Postscript: The latest buzz word for those who support the despoliation of our land, which includes the Federal Conservatives and Provincial Liberals to a person, means that there must be a trial before the hanging. It denotes a cute little pas de deux, where the government says OK – but only after an environmental “process”. A little thought shows that we are deprived of saying we don’t want the damned thing in the first place.

There is no better example l know of this than the proposed McNab Creek gravel quarry. We are all invited to suggest environmental safeguards instead of being asked if we want it at all.

Here is one of three salmon spawning rivers in Howe Sound and we’ll throw that away for a gravel pit!

If you were to ask the local MP to help stop it he would say it must go through the “process”, which is a sham like the old Soviet Union “show trials” were.


About Rafe Mair

Rafe Mair, LL.B, LL.D (Hon) a B.C. MLA 1975 to 1981, was Minister of Environment from late 1978 through 1979. In 1981 he left politics for Talk Radio becoming recognized as one of B.C.'s pre-eminent journalists. An avid fly fisherman, he took a special interest in Atlantic salmon farms and private power projects as environmental calamities and became a powerful voice in opposition to them. Rafe is the co-founder of The Common Sense Canadian and writes a regular blog at rafeonline.com.

1 thought on “HST and Pipelines: The Elephant in the Cabinet Room

  1. Thursday, 04 April 2013 20:36 posted by Holly Pender-Love

    Very odd situation. the BC public said NO to the HST, but the Campbell government wanted that money to shore up its lousy budget. so, they took the money, did not return any when the voters said NO WAY and now we are left with the payment of $1.6 billion to Ottawa. A prudent government would have immediately returned the money and made some changes. I suspect Mr. Dix and the NDP are wondering if they really do want to win, when the cupboards are bare and we are hugely in debted to Ottawa…

    Tuesday, 02 April 2013 10:02 posted by G.J.W.

    The best thing for BC to do? Is to get the hell out of Harper’s Canada.

    Kitimat, Rio Tinto Alcan 420,000 tonnes per anum.

    Kitimat LNG Plant, in association with Pacific Trail, ties in with America’s Summit Lake.

    Kitimat, Sand Hill Project, 100 million tonnes of sand, for Cape sized ships.

    Kitimat Clean LTD construction, to begin 2014.

    Douglas Channel Energy Partnership, begins production later 2013.

    Pacific Trail pipeline, a direct connection with Spectra pipeline, to move gas to China.

    Kitimat, Engridge two new pipelines, for Northern Gateway Project.

    LNG Canada start-up 2020

    Kitimat, a series of many work camp, for foreign country’s to house their workers. Chinese resource workers earn, $800 per month.

    Just how many ships, will there be into Kitimat Port?

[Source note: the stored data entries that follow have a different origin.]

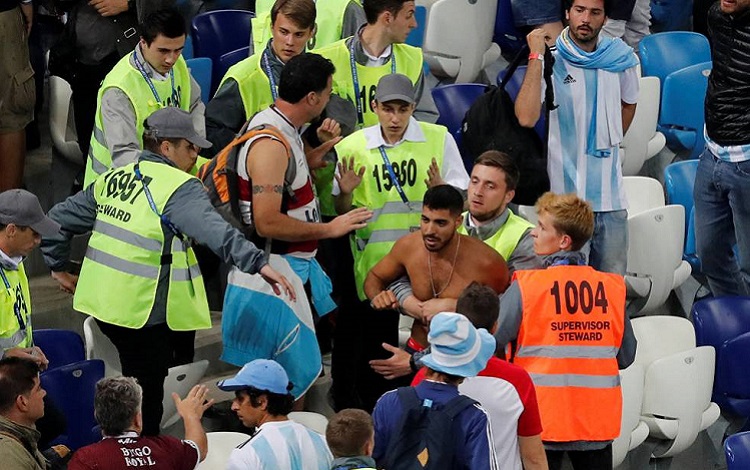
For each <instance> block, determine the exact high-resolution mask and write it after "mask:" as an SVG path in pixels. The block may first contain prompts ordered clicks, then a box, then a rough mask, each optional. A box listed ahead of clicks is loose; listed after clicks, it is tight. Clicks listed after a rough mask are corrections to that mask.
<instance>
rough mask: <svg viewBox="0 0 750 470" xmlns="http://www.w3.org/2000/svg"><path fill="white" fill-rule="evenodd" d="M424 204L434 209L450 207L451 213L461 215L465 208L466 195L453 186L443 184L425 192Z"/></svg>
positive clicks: (441, 184) (434, 209) (455, 215)
mask: <svg viewBox="0 0 750 470" xmlns="http://www.w3.org/2000/svg"><path fill="white" fill-rule="evenodd" d="M422 205H424V206H426V207H429V208H430V209H432V210H440V209H448V210H449V211H450V213H451V215H454V216H459V215H460V214H461V212H463V210H464V197H463V196H462V195H461V191H459V190H458V189H456V188H454V187H453V186H451V185H449V184H441V185H438V186H433V187H432V188H430V189H428V190H427V192H426V193H424V200H423V201H422Z"/></svg>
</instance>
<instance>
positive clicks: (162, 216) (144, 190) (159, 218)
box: [135, 163, 185, 242]
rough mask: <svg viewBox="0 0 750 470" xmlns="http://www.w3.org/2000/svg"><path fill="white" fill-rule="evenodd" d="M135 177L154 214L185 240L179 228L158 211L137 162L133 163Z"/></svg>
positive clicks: (180, 238) (172, 231)
mask: <svg viewBox="0 0 750 470" xmlns="http://www.w3.org/2000/svg"><path fill="white" fill-rule="evenodd" d="M135 179H136V180H138V181H140V182H141V184H142V185H143V193H144V194H145V195H146V199H147V200H148V205H149V206H151V210H152V211H153V212H154V214H156V215H157V217H159V219H161V221H162V223H163V224H164V225H166V226H167V228H169V230H171V231H172V233H174V235H175V237H177V238H179V239H180V241H182V242H184V241H185V236H184V235H182V233H180V231H179V230H177V227H175V226H174V224H173V223H172V222H171V221H170V220H169V218H168V217H167V216H166V215H164V214H160V213H159V209H157V208H156V203H155V202H154V198H153V196H151V191H150V190H149V189H148V185H147V184H146V182H145V181H144V179H143V175H142V174H141V168H140V167H139V163H136V164H135Z"/></svg>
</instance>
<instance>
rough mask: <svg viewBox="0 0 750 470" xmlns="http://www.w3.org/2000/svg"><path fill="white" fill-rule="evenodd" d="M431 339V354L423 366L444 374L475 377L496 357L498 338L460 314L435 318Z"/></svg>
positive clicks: (426, 355) (456, 313)
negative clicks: (493, 335) (443, 373)
mask: <svg viewBox="0 0 750 470" xmlns="http://www.w3.org/2000/svg"><path fill="white" fill-rule="evenodd" d="M427 339H428V341H429V342H430V349H431V351H430V354H427V355H426V356H424V357H423V358H422V364H424V365H426V366H427V367H429V368H430V369H432V370H435V371H437V372H442V373H444V374H450V375H457V376H459V377H474V376H475V375H477V374H478V373H479V372H481V371H482V370H483V369H484V368H485V367H487V361H489V360H490V358H491V357H492V355H493V354H495V338H494V337H493V336H492V335H491V334H489V333H488V332H487V330H485V329H484V328H479V329H477V328H475V327H474V325H472V324H471V322H470V321H469V319H468V318H466V317H465V316H463V315H461V314H459V313H452V312H441V313H438V314H437V315H435V316H434V317H432V321H430V333H429V334H428V335H427Z"/></svg>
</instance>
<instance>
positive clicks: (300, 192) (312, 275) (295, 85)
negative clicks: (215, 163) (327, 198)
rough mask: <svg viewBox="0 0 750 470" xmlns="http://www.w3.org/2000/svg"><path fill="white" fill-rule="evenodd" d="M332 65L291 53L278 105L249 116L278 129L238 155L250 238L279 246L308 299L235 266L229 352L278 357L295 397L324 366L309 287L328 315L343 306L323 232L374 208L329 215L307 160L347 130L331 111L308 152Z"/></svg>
mask: <svg viewBox="0 0 750 470" xmlns="http://www.w3.org/2000/svg"><path fill="white" fill-rule="evenodd" d="M333 72H334V67H333V64H332V63H331V62H330V61H329V60H327V59H324V58H323V57H321V56H319V55H317V54H309V53H304V54H300V55H298V56H296V57H293V58H292V59H290V60H289V61H288V62H287V64H286V66H285V67H284V69H283V70H282V72H281V76H280V81H279V95H278V98H277V99H276V101H275V103H274V105H272V106H271V107H270V108H268V109H266V110H264V111H261V112H260V113H258V114H256V115H255V117H253V119H252V120H251V121H250V123H249V125H248V128H249V129H251V128H254V127H256V126H259V125H266V126H269V129H273V130H275V131H276V132H274V134H276V135H275V136H274V135H270V134H269V133H265V132H264V133H259V134H258V135H256V136H255V137H252V138H250V139H248V140H247V142H245V143H244V144H242V145H243V146H242V147H241V148H240V151H239V155H238V163H237V173H238V175H239V179H240V190H239V199H240V200H239V207H240V212H241V215H242V218H243V222H244V223H245V224H247V225H252V226H253V227H254V229H255V230H254V233H253V234H252V236H251V239H252V240H253V241H254V242H255V243H256V244H257V245H258V246H265V247H266V250H270V257H269V263H270V264H271V266H273V267H274V269H277V270H279V272H282V273H283V274H284V275H285V276H286V277H287V278H288V279H289V280H290V281H291V282H292V284H293V285H294V286H295V289H296V292H297V293H298V296H299V300H298V301H297V302H291V301H288V300H287V299H282V300H281V301H279V300H280V299H279V298H278V297H276V296H274V295H273V293H272V292H271V291H270V290H269V289H267V288H266V287H265V285H264V283H263V282H261V281H262V280H261V279H260V278H259V277H258V276H254V275H247V274H245V273H242V272H240V271H239V270H236V269H233V270H232V271H231V272H230V273H229V278H228V287H227V291H226V295H225V297H224V313H223V319H222V330H223V342H224V352H223V354H222V360H224V361H226V362H229V363H232V364H235V365H238V366H241V365H244V364H246V363H248V362H250V361H252V360H253V359H258V358H263V359H273V360H275V361H276V362H278V363H280V364H281V365H282V366H283V367H284V370H286V372H287V374H288V375H289V379H290V380H291V382H293V383H294V388H293V389H292V394H293V395H294V397H295V398H300V397H301V396H302V395H303V394H304V393H305V392H306V391H307V389H308V388H309V387H310V386H311V385H312V383H313V382H314V381H315V379H316V378H317V377H318V375H319V374H320V371H321V368H322V363H321V357H320V350H319V348H318V343H317V340H316V338H315V328H314V325H313V315H312V310H311V308H310V304H309V303H308V298H307V295H306V294H305V292H308V293H309V295H310V301H311V303H312V306H313V307H314V309H315V311H316V312H317V314H318V315H319V316H323V315H325V314H327V313H329V312H330V311H332V310H333V309H334V308H336V304H335V303H334V302H333V300H332V299H331V296H330V294H331V281H330V279H329V278H328V276H327V275H326V274H325V272H323V270H322V269H321V267H320V265H319V264H318V262H317V261H316V260H315V252H316V250H317V246H318V240H320V239H323V238H335V237H340V236H343V235H345V234H347V233H349V232H350V231H352V230H356V229H360V228H363V227H365V225H366V223H365V222H366V221H367V220H368V219H369V218H370V217H371V216H372V212H371V211H369V210H368V209H367V208H360V209H357V210H354V211H351V212H349V213H347V214H345V215H342V216H339V217H337V218H335V219H333V220H332V221H331V222H328V223H321V222H320V209H319V207H318V200H317V198H316V195H315V192H314V189H313V185H312V180H311V178H310V171H309V167H308V160H315V159H316V158H318V159H319V158H322V156H323V155H325V153H326V152H327V151H328V150H330V149H331V148H332V147H333V145H335V144H336V143H337V142H338V141H339V140H340V139H339V138H338V134H339V133H340V129H339V127H338V124H337V123H336V122H335V121H332V120H326V121H325V122H324V123H323V125H321V127H320V128H318V130H317V135H318V138H319V139H320V141H321V142H323V145H321V146H320V147H318V148H317V149H315V150H314V151H313V152H318V151H319V152H320V153H317V154H316V155H317V156H315V155H314V156H313V157H312V158H310V153H309V152H308V155H307V157H308V158H306V157H305V151H304V147H303V142H302V140H301V138H300V133H301V130H303V129H304V127H305V124H306V123H308V122H310V121H312V120H313V119H314V118H316V117H318V116H319V115H320V113H321V111H322V110H323V108H325V106H326V104H327V103H328V99H329V97H330V94H331V76H332V75H333Z"/></svg>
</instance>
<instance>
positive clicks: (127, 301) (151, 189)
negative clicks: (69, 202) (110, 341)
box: [74, 161, 211, 330]
mask: <svg viewBox="0 0 750 470" xmlns="http://www.w3.org/2000/svg"><path fill="white" fill-rule="evenodd" d="M139 165H140V169H141V172H142V174H143V176H144V181H146V182H147V184H148V187H149V190H150V192H151V194H152V196H153V199H154V204H155V205H156V208H157V210H158V211H159V213H163V212H164V207H165V206H166V204H167V201H168V200H169V198H170V197H171V196H172V194H173V193H174V192H175V190H177V188H179V187H180V186H181V185H182V184H185V183H186V182H187V181H188V180H189V179H191V178H192V176H190V175H188V174H187V173H185V172H183V171H180V170H179V169H177V168H175V167H172V166H170V165H168V164H166V163H157V162H149V161H141V162H140V163H139ZM94 197H95V198H96V202H97V220H96V222H95V224H94V230H93V233H92V235H91V239H90V240H89V247H88V249H87V251H86V257H85V258H84V262H83V266H82V267H81V275H80V277H79V279H78V286H77V289H76V294H75V297H74V308H75V309H76V310H78V311H81V312H84V313H87V314H89V315H92V316H94V317H96V318H98V319H99V320H101V321H104V322H106V323H111V324H114V325H118V326H122V327H126V328H141V327H143V326H144V325H145V324H146V322H147V321H148V319H149V318H150V316H151V315H152V313H153V308H154V303H155V299H156V298H157V290H158V289H159V288H161V289H166V306H165V309H166V320H167V324H168V325H169V327H170V328H171V329H173V330H195V329H200V328H209V327H210V326H211V319H210V316H209V311H208V302H207V300H206V292H205V288H204V286H203V279H202V277H201V274H200V269H199V268H198V262H197V259H196V258H195V254H194V253H193V250H192V248H191V247H190V246H189V244H187V243H189V242H187V241H186V242H184V243H185V244H184V243H183V241H181V240H180V239H179V238H177V237H174V236H172V233H171V232H169V231H168V230H166V229H165V228H164V226H163V225H162V222H161V220H160V218H159V217H158V216H157V215H156V214H155V213H154V212H153V211H152V209H151V207H150V206H149V204H148V201H147V200H146V197H145V195H144V194H143V191H142V184H141V182H140V181H137V180H136V179H135V173H134V164H130V165H126V166H124V167H121V168H113V169H111V170H109V171H107V172H106V173H105V174H104V175H102V176H101V177H99V178H98V179H97V180H96V182H95V183H94ZM165 233H167V234H168V235H169V238H168V240H170V242H169V245H167V246H165V245H166V241H167V239H166V238H165ZM167 275H168V276H169V277H166V278H165V276H167ZM102 286H111V288H102Z"/></svg>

How many more behemoth dirty tar tankers, other than China’s coming into the Douglas Channel?

    What part of that, don’t people get?

    Tuesday, 02 April 2013 06:37 posted by the salamander

    Here’s a link I found via Andrew Nikiforuk’s recent Tyee article – ‘Pipeline Company Bullies’


    it includes a link to Dave Core’s presentation in Ottawa, which reveals how the National Energy Board games the pipeline and ‘right of entry’ processes.. and that the NEB is actually a ‘captured’ regulator operated by the Canadian Government to protect the interests of energy and pipeline companies over the interests and rights of Canadian citizens.

    Core’s presentation

    http://www.parl.gc.ca/content/sen/committee/411/ENEV/49996-E.HTM (scroll down to approx the halfway point of the proceedings)

    is a stark, factual perspective. Regardless of the NEB ‘decision’ regarding the Northern Gateway twin pipelines, one can see how foreign energy and pipeline interests dictate matters behind federal and provincial policy smokescreens.. and conflicted regulatory bodies.

    The current Harper Government has proven that within a single calender year they can eliminate legislation or create favorable new legislation to customize and streamline processes for the resource sector.